Theorem 12.6 (Jordan normal form of a nilpotent matrix)

Let \(N\) be an \(n \times n\) nilpotent matrix with nilpotency index \(k\). Then \(N\) is similar to a block diagonal matrix

\[ J = \operatorname{diag}(J_{n_1}(0), J_{n_2}(0), \ldots, J_{n_t}(0)), \]

where \(J_{n_i}(0)\) is an \(n_i \times n_i\) nilpotent Jordan block (zeros on the diagonal, ones on the superdiagonal), \(n_1 \ge n_2 \ge \cdots \ge n_t \ge 1\), \(\sum n_i = n\), \(n_1 = k\).

Proof

This is a special case of the Jordan normal form theorem (Theorem 12.8) with \(\lambda = 0\). The nilpotency index \(k\) equals the size of the largest Jordan block \(n_1\), since \(J_{n_1}(0)^{n_1} = 0\) but \(J_{n_1}(0)^{n_1-1} \neq 0\). See Theorem 12.8 for the detailed proof.

12.4 Jordan Blocks¶

\(J_k(\lambda) = \lambda I + N_k\): unique eigenvalue \(\lambda\), algebraic multiplicity \(k\), geometric multiplicity 1 → Binomial theorem \(J_k(\lambda)^m = \sum \binom{m}{j}\lambda^{m-j}N_k^j\)

Jordan blocks are the basic building units of the Jordan normal form.
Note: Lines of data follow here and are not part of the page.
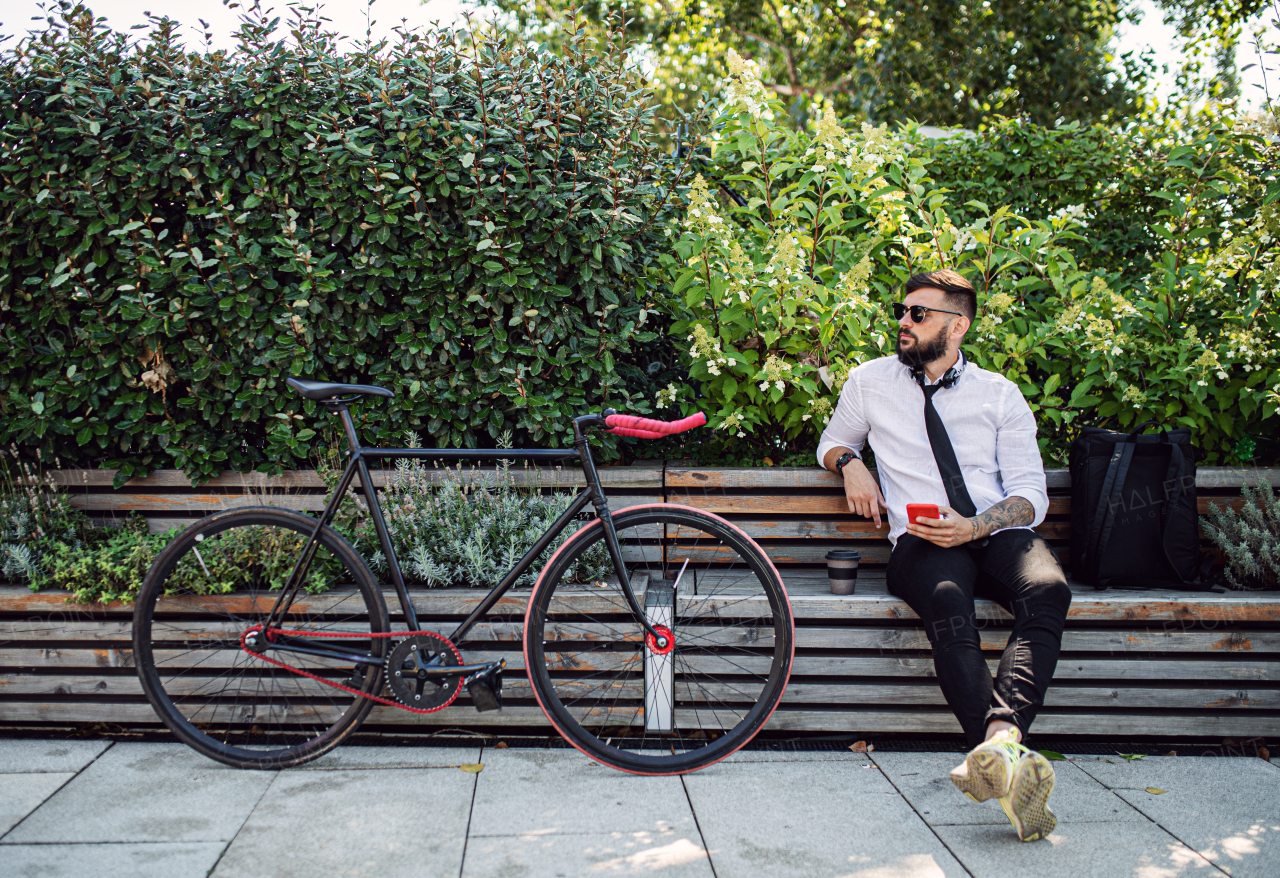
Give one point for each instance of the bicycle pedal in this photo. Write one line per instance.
(485, 690)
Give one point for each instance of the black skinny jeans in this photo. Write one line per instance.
(1016, 570)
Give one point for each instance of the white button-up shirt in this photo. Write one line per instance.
(990, 424)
Definition 12.6 (Jordan Block)

The \(k \times k\) Jordan block \(J_k(\lambda)\) is defined as

\[ J_k(\lambda) = \begin{pmatrix} \lambda & 1 & 0 & \cdots & 0 \\ 0 & \lambda & 1 & \cdots & 0 \\ \vdots & & \ddots & \ddots & \vdots \\ 0 & \cdots & 0 & \lambda & 1 \\ 0 & \cdots & 0 & 0 & \lambda \end{pmatrix} = \lambda I_k + N_k, \]

where \(N_k\) is the \(k \times k\) basic nilpotent matrix (all superdiagonal entries equal to 1, the rest zero).

Theorem 12.7 (Properties of Jordan blocks)

\(J_k(\lambda)\) has the following properties:

The unique eigenvalue is \(\lambda\), with algebraic multiplicity \(k\) and geometric multiplicity \(1\);
\((J_k(\lambda) - \lambda I)^k = N_k^k = 0\), but \((J_k(\lambda) - \lambda I)^{k-1} \neq 0\);
\(J_k(\lambda)^m = \sum_{j=0}^{k-1} \binom{m}{j} \lambda^{m-j} N_k^j\) (\(m \ge k-1\));
When \(\lambda \neq 0\), \(J_k(\lambda)\) is invertible, and \(J_k(\lambda)^{-1} = \frac{1}{\lambda}(I + \frac{1}{\lambda}N_k)^{-1}\).

Proof

(1) \(\det(J_k(\lambda) - \mu I) = (\lambda - \mu)^k\), so the unique eigenvalue is \(\lambda\) with algebraic multiplicity \(k\). \((J_k(\lambda) - \lambda I)\mathbf{v} = N_k\mathbf{v} = \mathbf{0}\) has solution space \(\operatorname{span}\{\mathbf{e}_1\}\), so the geometric multiplicity is 1.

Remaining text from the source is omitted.